### Import Libraries

In [135]:
import json
import time
import numpy as np
import pandas as pd
from bs4 import BeautifulSoup
from pydantic import BaseModel
from typing import List, Optional
from selenium import webdriver
from supabase import create_client, Client
import warnings

# Suppress all warnings
warnings.filterwarnings('ignore')

In [136]:
driver = webdriver.Chrome()

In [137]:
whoscored_url = "https://www.whoscored.com/Matches/1787315/Live/International-European-Championship-Germany-Scotland"

In [138]:
driver.get(whoscored_url)

In [139]:
soup = BeautifulSoup(driver.page_source, "html.parser")

In [140]:
element = soup.select_one("script:-soup-contains(matchCentreData)")

In [167]:
matchdict = element.text.split("matchCentreData: ")[1].split(',\n')[0]
matchdict = json.loads(matchdict)


In [143]:
# Extract events data from the match dictionary
events = matchdict['events']

# Convert events data to a pandas DataFrame
df_events = pd.DataFrame(events)

df_events = df_events.rename(
    {
    'id': 'id',
    'eventId': 'event_id',
    'minute': 'minute',
    'second': 'second',
    'teamId': 'team_id',
    'x': 'x_coordinate',
    'y': 'y_coordinate',
    'expandedMinute': 'expanded_minute',
    'period': 'period',
    'type': 'event_type',
    'outcomeType': 'outcome_type',
    'qualifiers': 'qualifiers',
    'satisfiedEventsTypes': 'satisfied_events_types',
    'isTouch': 'is_touch',
    'playerId': 'player_id',
    'endX': 'end_x_coordinate',
    'endY': 'end_y_coordinate',
    'relatedEventId': 'related_event_id',
    'relatedPlayerId': 'related_player_id',
    'blockedX': 'blocked_x_coordinate',
    'blockedY': 'blocked_y_coordinate',
    'goalMouthZ': 'goal_mouth_z',
    'goalMouthY': 'goal_mouth_y',
    'isShot': 'is_shot',
    'cardType': 'card_type',
    'isOwnGoal': 'is_own_goal',
    'isGoal': 'is_goal'
}, axis=1
)

In [169]:
# Remove rows with NaN in 'player_id'
df_events.dropna(subset=['player_id'], inplace=True)

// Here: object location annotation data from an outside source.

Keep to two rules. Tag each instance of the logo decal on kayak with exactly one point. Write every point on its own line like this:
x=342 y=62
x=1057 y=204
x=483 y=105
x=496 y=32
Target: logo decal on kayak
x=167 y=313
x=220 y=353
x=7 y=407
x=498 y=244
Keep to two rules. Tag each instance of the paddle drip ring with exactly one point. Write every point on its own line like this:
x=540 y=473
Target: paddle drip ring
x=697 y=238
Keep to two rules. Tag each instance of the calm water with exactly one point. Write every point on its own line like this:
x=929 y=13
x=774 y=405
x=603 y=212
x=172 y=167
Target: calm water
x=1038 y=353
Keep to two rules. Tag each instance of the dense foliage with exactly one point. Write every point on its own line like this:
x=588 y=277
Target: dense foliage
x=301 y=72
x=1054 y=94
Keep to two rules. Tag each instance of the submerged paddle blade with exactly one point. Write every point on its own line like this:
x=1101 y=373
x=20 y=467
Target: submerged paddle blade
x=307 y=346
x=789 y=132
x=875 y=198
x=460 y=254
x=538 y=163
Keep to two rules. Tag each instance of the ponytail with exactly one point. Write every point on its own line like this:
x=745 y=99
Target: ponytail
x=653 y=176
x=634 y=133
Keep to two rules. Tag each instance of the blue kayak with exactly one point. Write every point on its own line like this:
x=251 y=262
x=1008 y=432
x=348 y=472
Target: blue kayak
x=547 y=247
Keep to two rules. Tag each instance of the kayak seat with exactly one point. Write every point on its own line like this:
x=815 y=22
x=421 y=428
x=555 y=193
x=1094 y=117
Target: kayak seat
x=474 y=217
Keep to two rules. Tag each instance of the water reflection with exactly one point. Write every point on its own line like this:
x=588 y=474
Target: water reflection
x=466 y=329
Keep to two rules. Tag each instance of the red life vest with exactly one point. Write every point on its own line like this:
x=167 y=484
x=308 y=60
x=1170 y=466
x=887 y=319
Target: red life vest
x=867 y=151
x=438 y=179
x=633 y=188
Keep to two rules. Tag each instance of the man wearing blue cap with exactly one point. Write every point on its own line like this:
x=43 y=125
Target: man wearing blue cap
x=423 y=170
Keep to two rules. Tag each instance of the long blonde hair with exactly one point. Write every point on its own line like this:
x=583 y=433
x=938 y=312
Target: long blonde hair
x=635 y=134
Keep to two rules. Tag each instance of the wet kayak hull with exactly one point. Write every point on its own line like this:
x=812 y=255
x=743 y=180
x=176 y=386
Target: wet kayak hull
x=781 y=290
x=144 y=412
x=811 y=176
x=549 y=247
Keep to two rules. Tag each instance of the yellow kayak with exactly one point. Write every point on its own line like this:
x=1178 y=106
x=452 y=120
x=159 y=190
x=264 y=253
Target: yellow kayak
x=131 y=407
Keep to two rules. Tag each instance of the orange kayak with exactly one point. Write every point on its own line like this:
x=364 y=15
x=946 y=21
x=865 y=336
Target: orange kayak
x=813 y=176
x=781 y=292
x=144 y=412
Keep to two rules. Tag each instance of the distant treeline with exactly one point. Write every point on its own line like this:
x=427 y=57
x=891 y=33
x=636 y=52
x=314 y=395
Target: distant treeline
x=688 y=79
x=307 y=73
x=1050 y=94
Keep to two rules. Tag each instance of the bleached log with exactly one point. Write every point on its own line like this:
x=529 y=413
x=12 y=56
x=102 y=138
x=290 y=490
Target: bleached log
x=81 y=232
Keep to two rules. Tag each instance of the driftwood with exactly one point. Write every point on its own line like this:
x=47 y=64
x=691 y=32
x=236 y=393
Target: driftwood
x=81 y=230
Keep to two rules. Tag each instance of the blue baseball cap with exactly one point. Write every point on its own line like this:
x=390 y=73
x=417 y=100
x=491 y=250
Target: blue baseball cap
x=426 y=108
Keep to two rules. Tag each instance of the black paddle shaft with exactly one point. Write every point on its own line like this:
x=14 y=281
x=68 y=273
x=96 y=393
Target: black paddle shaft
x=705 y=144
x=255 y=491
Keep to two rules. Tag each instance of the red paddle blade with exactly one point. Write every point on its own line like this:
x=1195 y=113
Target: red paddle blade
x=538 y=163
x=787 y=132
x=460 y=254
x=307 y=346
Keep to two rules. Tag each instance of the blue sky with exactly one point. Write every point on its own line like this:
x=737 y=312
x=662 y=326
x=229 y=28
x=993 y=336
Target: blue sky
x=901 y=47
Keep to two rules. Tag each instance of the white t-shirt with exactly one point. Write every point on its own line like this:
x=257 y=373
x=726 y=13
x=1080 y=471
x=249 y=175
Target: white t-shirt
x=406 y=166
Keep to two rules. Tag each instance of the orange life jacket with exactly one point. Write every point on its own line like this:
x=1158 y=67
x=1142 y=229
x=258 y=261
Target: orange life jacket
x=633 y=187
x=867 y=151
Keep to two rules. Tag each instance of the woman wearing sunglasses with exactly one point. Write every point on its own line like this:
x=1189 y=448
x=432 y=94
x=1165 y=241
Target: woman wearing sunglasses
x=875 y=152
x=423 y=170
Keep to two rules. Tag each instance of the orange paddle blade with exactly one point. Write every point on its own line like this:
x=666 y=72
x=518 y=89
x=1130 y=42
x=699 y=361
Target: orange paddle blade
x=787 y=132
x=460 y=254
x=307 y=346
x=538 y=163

# Convert 'id', 'player_id', and 'second' columns to the appropriate types
df_events['id'] = df_events['id'].astype(int)
df_events['player_id'] = df_events['player_id'].astype(int)
df_events['second'] = df_events['second'].astype(float)

# Replace NaN values with None for the entire DataFrame
df_events = df_events.where(pd.notnull(df_events), None)
# Convert boolean columns and handle missing columns
bool_columns = ['is_shot', 'is_own_goal', 'is_goal', 'card_type']
for col in bool_columns:
    if col in df_events.columns:
        df_events[col] = df_events[col].astype(bool).fillna(False)
    else:
        df_events[col] = False

# Extract and create new columns for display names if the columns exist
if 'period' in df_events.columns:
    df_events['period_display_name'] = df_events['period'].apply(lambda x: x['displayName'] if x is not None else None)
if 'event_type' in df_events.columns:
    df_events['type_display_name'] = df_events['event_type'].apply(lambda x: x['displayName'] if x is not None else None)
if 'outcome_type' in df_events.columns:
    df_events['outcome_type_display_name'] = df_events['outcome_type'].apply(lambda x: x['displayName'] if x is not None else None)

# Function to extract display names from qualifiers
def extract_qualifier_display_names(qualifiers):
    if qualifiers is None:
        return None
    return [qualifier['displayName'] for qualifier in qualifiers if 'displayName' in qualifier]

# Apply the function to create the new column for qualifiers display names if the column exists
if 'qualifiers' in df_events.columns:
    df_events['qualifiers_type_display_name'] = df_events['qualifiers'].apply(extract_qualifier_display_names)

# Drop the original columns if they exist
columns_to_drop = ['period', 'event_type', 'outcome_type', 'qualifiers']
existing_columns_to_drop = [col for col in columns_to_drop if col in df_events.columns]
df_events.drop(columns=existing_columns_to_drop, inplace=True)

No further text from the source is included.